I guess it could be considered cheating, since cheating is defined as deception.


----------



## MattMatt (May 19, 2012)

blueinbr said:


> She has much deeper relationship issues. Read some of her other posts" "A 40 year old woman and a 37 year old man. Sex 3 minutes every two weeks. Most nights I sleep in chair in kitchen. He says give him time. I say bullcrap. He's got to be getting it some where else. In 10 years from new love to roommates that don't get along. "
> 
> OP is more of the victim here, not a controlling wife.


Sleeps in a chair in the kitchen?


----------



## 225985 (Dec 29, 2015)

MattMatt said:


> Sleeps in a chair in the kitchen?


I was not trying to embarrass her. I hope she can offer more information so that we can be a larger help to here rather than just Yes/No on the cheating question.


----------



## MattMatt (May 19, 2012)

blueinbr said:


> I was not trying to embarrass her. I hope she can offer more information so that we can be a larger help to here rather than just Yes/No on the cheating question.


No! You weren't embarrassing her!

I was actually angry for her!

Her husband is nowt but a $£&*%$! :rant:


----------



## peacem (Oct 25, 2014)

@mylife2469

I have been in your situation so my advice comes from what helped us.

When my H would promise not to do porn anymore - he very much meant it - and therefore wasn't technically lying at the time. The problem was not so much the porn but why he kept going back to it in favour of our marriage and sex with me, even though he knew it hurt me and I was very lonely. 

His issues were with confidence, childhood trauma, and emerging ED which was much easier to deal with using porn than a human being. Your H's issues will no doubt be completely different. 

Until he has gotten to the bottom of what is going on I suggest stop asking him to promise you anything (and stop accepting a promise if offered). I would also draw some boundaries with regard to sharing a bed (no sleeping in different rooms). I would also give him a time frame to get his act together and stick to it. 

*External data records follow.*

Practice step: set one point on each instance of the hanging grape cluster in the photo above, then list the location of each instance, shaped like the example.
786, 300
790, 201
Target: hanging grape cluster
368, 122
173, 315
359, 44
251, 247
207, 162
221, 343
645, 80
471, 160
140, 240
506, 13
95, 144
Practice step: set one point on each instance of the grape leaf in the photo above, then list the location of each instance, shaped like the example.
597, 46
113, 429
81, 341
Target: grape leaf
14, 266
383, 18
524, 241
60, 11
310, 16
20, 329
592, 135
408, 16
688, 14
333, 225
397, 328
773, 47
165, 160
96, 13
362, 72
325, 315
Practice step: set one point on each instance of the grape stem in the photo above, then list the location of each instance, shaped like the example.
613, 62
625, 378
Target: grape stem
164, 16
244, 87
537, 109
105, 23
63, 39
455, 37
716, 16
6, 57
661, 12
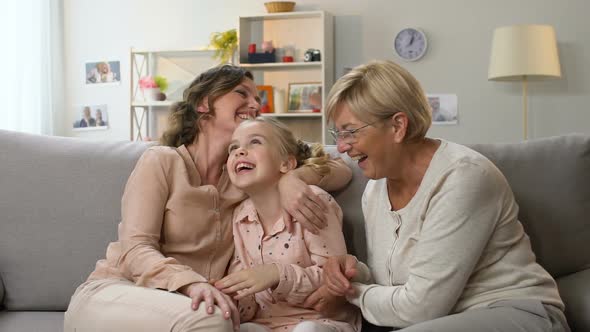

Remember porn is a red herring. Now me and my H have regular, good sex he has very little interest in porn, and tbh I wouldn't really care if he did as he is giving me enough attention for it not to be a threat. It is his neglect of you that is the big problem here, not so much the lying or masturbation. Try stay focused when you talk to him about this.


----------



## LucasJackson (May 26, 2016)

Personally I don't consider porn/masturbation to be cheating. With that said, if there's any interaction with a real person whatsoever online, like the anonymous video chatting/mutual masturbation then that's cheating. As long as there's no person on the other end participating with them then no. Keep in mind, that's only my opinion. If you think differently then that's your right.


----------



## Chris Taylor (Jul 22, 2010)

MattMatt said:


> Sleeps in a chair in the kitchen?


My wife insisted that we have wooden chairs and use seat cushions. Most uncomfortable things ever. SO I dragged my old office chair into the kitchen. Swivel, leather, high back. Have fallen asleep in it many times.


----------



## arbitrator (Feb 13, 2012)

*In my minds eye, 

Deception = Cheating!*
_Posted via Mobile Device_


----------



## uhtred (Jun 22, 2016)

I think that a promise not to use porn is an indication of serious pre-existing problems in a marriage. Those problems could be the fault of either both, or neither partner. 

If porn was not interfering with a normal sex life, then it wasn't a problem to start with. If it was interfering, then it was a problem. If the couple didn't have a happy sex life, then that itself was a problem.


----------



## Talker67 (Apr 7, 2016)

no of course it is not cheating


----------



## anonymity2929 (Oct 3, 2016)

Unless you are ready to be available to have sex with him 100% of the time when he wants it, porn isn't cheating. If he is going to the porn instead of you when you are always available, I could see why that would upset you. Otherwise, he probably figures he's doing you a favor by taking care of it himself.


----------